Search code examples
calgorithmdata-structuresbinary-treehuffman-code

Constructing sequential Huffman Tree From Scratch


Given some textual file, I need to read each alphanumeric characters and code them using Huffman's algorithm.

Reading characters, storing probabilities and creating nodes are solved as well as creating Huffman's trie using pointers.

However, I need to create and initialize Huffman's tree using a sequential representation of a binary tree, without any pointers.

This could be done by creating a regular tree using pointers and then just reading it into the array, but I aim to directly populate an array with the nodes.

I considered creating smaller trees and merging them together but opted for a matrix representation where I would gather elements with the smallest probabilities from a binary heap and store them into the rows of a matrix where row of a matrix would represent the level at which the node should be in a binary tree, in a reverse order that is.

E.g. Given characters and their probabilities as char[int] pairs.

a[1], b[1], c[2], d[1], e[3], f[11], g[2]

I aim to create matrix that looks like 
____________________________________
    a   |    b   |    d   |    g   |
____________________________________
   ab   |    c   |   dg   |    e   |
____________________________________
   abc  |   deg  |        |        |
____________________________________ 
 abcdeg |    f   |        |        |  
____________________________________
abcdefg |        |        |        |
____________________________________

Where levels of a, b, c, d, e & f would be rows of a matrix.
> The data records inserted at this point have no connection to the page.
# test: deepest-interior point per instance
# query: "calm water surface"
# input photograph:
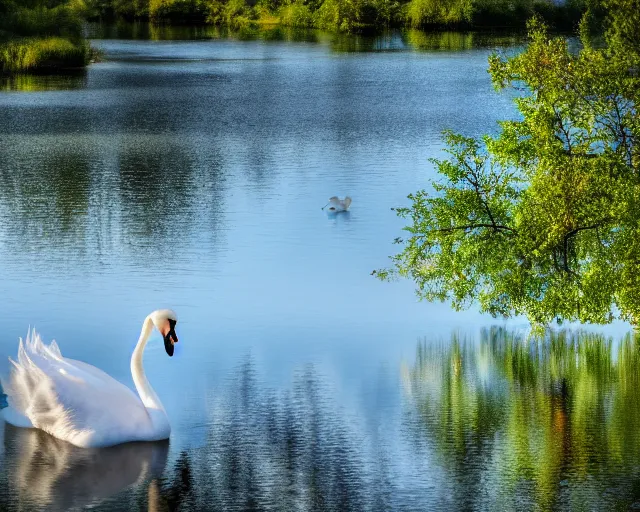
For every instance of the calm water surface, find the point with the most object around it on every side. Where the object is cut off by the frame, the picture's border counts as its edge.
(190, 173)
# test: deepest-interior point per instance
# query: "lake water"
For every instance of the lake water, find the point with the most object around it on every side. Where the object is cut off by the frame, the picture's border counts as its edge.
(188, 170)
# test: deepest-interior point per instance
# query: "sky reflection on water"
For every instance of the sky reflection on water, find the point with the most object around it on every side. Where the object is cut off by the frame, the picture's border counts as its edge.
(191, 174)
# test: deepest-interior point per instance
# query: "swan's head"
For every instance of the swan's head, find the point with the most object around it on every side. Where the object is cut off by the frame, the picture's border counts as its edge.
(165, 321)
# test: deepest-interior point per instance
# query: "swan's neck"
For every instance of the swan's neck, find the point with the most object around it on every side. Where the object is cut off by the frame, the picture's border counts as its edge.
(146, 392)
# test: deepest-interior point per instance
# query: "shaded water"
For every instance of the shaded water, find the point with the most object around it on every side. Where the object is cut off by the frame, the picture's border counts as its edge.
(190, 173)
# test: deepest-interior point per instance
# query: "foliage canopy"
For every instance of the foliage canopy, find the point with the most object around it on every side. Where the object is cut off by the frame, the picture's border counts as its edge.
(544, 218)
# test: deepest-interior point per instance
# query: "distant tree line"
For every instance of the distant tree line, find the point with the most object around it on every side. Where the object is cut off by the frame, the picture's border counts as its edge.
(42, 34)
(542, 219)
(350, 15)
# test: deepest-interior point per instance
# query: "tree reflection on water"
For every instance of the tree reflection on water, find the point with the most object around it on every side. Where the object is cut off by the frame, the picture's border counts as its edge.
(523, 423)
(502, 423)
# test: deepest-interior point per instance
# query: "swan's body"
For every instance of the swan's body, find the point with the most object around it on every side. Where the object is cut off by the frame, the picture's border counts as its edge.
(338, 205)
(81, 404)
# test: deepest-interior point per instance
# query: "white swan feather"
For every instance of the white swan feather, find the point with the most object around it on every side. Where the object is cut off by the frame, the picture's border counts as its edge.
(80, 403)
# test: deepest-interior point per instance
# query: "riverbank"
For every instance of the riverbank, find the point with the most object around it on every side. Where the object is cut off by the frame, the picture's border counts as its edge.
(348, 15)
(43, 38)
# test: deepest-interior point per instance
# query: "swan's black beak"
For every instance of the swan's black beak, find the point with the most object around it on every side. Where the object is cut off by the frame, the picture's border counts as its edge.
(170, 338)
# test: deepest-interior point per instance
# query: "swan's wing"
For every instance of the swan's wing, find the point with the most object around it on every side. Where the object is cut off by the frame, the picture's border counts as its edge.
(71, 399)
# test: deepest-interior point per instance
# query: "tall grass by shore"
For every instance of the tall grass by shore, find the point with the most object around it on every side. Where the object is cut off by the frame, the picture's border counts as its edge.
(37, 36)
(50, 53)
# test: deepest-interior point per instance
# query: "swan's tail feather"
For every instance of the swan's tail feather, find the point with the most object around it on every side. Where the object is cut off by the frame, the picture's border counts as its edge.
(29, 388)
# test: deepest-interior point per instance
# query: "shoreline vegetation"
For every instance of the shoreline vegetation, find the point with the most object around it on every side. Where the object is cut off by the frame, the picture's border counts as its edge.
(49, 37)
(542, 219)
(43, 37)
(349, 15)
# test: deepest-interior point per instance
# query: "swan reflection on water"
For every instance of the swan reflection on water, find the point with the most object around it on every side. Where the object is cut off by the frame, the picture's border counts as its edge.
(49, 474)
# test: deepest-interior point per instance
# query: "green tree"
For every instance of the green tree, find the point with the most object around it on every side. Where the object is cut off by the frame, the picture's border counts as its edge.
(543, 219)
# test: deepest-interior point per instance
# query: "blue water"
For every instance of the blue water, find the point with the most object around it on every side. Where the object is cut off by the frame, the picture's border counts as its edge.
(191, 174)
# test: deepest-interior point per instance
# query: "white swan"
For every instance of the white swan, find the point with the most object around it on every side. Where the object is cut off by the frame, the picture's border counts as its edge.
(337, 204)
(81, 404)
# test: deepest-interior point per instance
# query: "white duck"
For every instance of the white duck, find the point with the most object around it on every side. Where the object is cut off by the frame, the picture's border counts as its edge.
(81, 404)
(337, 204)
Currently, I'm stuck on how to recursively increment levels of elements when their "parent" moves (If I'm combining two nodes from the different levels ['ab' and 'c'], I easily equal level of c with ab and solve problem, but in case that for example 'c' and 'd' where both in second row) and how to create the full binary tree (If it has left son, it needs to have right one) with only levels of terminal nodes.

In advance, I understand that the question is not very specific and would appreciate to hear if there's another approach to this problem instead of just solving the mentioned one.


Solution

  • Is this a contrived problem for homework? I ask because representations of trees that don't use links require O(2^h) space to store a tree of height h. This is because they assume the tree is complete, allowing index calculations to replace pointers. Since Huffman trees can have height h=m-1 for an alphabet of size m, the size of the worst case array could be enormous. Most of it would be unused.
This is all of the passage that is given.